Della was already in bed when I came in, scrolling through her phone. She looked up when I closed the door.
"You okay? You were quiet tonight."
"Just tired." I dropped my bag by my desk. "Long day."
"How was Mythology?"
"Intense."
She raised an eyebrow. "Intense how? Did Professor Wolfe live up to the hype?"
I thought about his eyes holding mine. The way he'd said Some bonds are impossible to ignore. The heat that had flooded my skin when he'd stepped closer.
"Yeah," I said quietly. "He did."
Della studied me for a moment. "Be careful with that one, Aria. I've heard stories."
"What kind of stories?"
"Just... he's not like other professors. People either love his class or drop it after the first week. There's no in-between." She rolled over, pulling her blanket up. "And every semester, there's at least one student who develops a crush. It never ends well."

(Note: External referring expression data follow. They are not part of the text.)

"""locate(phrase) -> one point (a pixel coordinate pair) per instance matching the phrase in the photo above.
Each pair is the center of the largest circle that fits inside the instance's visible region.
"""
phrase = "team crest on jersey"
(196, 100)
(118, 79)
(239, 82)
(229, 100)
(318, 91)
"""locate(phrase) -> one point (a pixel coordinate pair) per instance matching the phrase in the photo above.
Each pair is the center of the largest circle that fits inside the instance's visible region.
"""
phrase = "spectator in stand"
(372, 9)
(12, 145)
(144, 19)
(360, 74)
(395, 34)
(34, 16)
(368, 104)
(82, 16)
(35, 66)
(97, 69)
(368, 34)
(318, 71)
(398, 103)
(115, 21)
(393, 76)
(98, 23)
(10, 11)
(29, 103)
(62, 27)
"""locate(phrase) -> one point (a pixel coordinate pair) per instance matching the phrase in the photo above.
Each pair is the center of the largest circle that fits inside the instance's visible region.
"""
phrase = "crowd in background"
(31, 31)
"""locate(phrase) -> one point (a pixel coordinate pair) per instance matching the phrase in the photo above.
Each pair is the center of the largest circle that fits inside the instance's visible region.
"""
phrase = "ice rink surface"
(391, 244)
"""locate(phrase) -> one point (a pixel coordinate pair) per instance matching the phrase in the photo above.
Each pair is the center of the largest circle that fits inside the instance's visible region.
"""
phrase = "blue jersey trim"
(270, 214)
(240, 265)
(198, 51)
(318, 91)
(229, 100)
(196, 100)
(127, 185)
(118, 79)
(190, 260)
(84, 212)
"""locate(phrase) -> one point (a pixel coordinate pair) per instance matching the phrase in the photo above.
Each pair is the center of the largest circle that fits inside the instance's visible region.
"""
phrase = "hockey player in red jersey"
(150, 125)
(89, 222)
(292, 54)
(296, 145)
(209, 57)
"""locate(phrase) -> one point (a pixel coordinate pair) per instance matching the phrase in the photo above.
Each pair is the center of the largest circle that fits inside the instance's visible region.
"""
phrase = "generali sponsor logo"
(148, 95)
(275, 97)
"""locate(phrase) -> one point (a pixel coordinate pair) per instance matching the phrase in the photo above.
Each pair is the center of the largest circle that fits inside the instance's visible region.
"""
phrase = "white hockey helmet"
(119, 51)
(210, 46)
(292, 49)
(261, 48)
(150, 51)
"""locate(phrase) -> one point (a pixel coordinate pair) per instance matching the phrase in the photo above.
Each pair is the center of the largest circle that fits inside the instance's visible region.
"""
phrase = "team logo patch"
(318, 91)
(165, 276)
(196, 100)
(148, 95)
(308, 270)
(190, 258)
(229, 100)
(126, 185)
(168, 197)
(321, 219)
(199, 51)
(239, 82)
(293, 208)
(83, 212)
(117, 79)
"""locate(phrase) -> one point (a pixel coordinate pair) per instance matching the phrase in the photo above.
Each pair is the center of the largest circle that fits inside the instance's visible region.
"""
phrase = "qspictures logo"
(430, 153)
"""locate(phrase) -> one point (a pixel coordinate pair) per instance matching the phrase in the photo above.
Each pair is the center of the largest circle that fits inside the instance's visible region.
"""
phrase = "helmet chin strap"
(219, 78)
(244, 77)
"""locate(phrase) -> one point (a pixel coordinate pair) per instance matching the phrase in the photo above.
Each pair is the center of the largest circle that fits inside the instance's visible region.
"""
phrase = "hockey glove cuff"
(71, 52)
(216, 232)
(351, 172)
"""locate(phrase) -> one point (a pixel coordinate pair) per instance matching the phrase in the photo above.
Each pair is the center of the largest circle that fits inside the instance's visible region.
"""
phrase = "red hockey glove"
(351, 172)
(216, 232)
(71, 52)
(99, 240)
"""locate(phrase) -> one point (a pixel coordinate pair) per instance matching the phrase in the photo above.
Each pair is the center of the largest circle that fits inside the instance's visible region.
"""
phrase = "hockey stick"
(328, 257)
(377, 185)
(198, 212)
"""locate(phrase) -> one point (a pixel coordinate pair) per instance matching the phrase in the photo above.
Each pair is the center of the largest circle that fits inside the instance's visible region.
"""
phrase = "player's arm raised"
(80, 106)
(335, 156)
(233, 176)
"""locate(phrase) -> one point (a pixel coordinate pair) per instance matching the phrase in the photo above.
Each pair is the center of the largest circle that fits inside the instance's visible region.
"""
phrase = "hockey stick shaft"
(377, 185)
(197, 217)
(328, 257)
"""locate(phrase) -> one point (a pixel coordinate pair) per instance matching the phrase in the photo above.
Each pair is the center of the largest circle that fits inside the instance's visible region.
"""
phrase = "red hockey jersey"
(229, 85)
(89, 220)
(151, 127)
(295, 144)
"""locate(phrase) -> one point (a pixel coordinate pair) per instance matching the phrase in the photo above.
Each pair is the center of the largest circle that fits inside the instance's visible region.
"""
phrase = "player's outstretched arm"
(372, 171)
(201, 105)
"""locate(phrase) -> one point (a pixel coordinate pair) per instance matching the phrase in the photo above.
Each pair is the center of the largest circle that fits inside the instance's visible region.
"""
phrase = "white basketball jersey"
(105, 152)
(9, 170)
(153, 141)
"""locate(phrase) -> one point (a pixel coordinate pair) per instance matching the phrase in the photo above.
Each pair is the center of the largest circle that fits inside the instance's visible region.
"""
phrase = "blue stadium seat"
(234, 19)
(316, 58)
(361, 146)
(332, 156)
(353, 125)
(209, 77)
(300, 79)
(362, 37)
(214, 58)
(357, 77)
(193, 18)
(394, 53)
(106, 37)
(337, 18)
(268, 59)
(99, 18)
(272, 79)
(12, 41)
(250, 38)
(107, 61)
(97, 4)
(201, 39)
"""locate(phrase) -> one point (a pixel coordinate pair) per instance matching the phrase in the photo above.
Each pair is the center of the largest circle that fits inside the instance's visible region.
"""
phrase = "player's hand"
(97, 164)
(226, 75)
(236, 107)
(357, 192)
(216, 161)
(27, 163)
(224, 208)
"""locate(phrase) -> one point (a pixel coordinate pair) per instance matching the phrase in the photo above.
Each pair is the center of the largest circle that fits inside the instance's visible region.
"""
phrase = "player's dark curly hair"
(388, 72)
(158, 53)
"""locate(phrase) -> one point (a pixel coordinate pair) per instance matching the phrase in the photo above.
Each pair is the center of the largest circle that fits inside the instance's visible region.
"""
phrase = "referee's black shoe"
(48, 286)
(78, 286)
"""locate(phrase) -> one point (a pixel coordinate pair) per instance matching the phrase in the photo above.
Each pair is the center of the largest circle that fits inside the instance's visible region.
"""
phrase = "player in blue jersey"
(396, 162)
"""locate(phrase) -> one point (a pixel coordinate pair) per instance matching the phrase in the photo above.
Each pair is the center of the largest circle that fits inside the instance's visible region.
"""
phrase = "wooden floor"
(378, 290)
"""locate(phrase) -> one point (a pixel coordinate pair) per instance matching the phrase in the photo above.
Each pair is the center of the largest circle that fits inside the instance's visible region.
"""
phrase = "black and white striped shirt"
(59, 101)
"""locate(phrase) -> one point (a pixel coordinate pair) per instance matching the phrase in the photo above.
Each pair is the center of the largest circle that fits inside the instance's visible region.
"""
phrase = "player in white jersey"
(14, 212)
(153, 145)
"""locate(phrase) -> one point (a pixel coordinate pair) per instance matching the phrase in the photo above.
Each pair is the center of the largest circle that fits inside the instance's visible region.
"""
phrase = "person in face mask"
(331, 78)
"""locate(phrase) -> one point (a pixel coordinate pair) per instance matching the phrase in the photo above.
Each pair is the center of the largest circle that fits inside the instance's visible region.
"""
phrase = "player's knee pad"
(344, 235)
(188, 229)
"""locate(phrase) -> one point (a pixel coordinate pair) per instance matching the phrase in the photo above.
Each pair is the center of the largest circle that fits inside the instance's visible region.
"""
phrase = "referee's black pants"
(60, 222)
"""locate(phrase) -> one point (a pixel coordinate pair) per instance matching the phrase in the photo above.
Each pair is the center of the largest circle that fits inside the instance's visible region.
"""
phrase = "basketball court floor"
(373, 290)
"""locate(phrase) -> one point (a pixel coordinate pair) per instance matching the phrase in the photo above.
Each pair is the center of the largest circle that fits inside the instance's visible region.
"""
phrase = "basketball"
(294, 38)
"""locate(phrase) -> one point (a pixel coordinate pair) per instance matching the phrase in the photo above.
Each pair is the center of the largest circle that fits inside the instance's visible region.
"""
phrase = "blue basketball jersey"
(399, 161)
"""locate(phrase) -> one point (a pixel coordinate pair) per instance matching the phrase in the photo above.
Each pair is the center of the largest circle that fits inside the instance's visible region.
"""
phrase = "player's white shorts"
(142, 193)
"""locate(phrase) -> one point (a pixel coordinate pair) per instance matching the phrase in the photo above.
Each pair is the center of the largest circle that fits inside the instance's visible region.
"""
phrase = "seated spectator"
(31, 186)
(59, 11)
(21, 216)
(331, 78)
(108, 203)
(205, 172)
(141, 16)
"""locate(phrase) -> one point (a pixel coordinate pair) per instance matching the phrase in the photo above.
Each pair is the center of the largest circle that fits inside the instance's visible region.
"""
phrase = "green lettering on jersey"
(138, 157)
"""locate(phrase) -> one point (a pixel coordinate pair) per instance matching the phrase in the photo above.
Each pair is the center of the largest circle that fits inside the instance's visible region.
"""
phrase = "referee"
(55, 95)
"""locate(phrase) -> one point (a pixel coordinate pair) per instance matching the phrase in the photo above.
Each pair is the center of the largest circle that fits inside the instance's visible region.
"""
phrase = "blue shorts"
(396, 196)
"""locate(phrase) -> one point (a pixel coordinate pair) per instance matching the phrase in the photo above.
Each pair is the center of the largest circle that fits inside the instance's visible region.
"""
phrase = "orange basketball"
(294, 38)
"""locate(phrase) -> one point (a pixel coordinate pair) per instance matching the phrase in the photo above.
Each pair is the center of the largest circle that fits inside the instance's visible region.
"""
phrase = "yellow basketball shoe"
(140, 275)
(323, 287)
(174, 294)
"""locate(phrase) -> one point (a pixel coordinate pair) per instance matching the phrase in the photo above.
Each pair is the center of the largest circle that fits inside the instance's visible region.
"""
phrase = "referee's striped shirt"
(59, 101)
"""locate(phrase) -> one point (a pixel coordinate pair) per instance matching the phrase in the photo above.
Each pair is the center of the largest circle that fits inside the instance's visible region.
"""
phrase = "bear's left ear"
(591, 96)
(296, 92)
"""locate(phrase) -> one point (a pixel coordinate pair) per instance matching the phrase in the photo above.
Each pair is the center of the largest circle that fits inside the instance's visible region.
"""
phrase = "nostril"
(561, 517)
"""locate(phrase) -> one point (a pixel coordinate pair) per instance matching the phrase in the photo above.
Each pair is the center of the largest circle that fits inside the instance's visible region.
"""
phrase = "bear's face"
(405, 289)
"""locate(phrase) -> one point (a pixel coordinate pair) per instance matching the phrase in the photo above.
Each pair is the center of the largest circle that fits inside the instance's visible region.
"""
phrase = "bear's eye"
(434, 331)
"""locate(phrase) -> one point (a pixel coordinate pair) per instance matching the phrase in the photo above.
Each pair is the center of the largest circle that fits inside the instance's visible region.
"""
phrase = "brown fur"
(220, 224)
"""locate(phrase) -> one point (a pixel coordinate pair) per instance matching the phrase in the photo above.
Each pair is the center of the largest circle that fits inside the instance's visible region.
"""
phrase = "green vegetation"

I changed into pajamas without responding, but her words echoed in my head as I climbed into bed.
It never ends well.
I lay in the dark, listening to Della's breathing even out into sleep. My mind wouldn't quiet. I kept seeing his face, hearing his voice, feeling that electric pull.
Eventually, I drifted off.
And dreamed of wolves.
They moved through shadows with liquid grace, eyes gleaming gold in the darkness. Somewhere in the dream, a voice—his voice—whispered words I couldn't understand.
When I woke at 3 AM, heart pounding, I could have sworn I smelled something wild, like a forest after rain.
I had his class again in two days.
I lay awake until dawn, caught between anticipation and dread, knowing that whatever this was—this pull, this recognition, this impossible connection—I was already in too deep to walk away.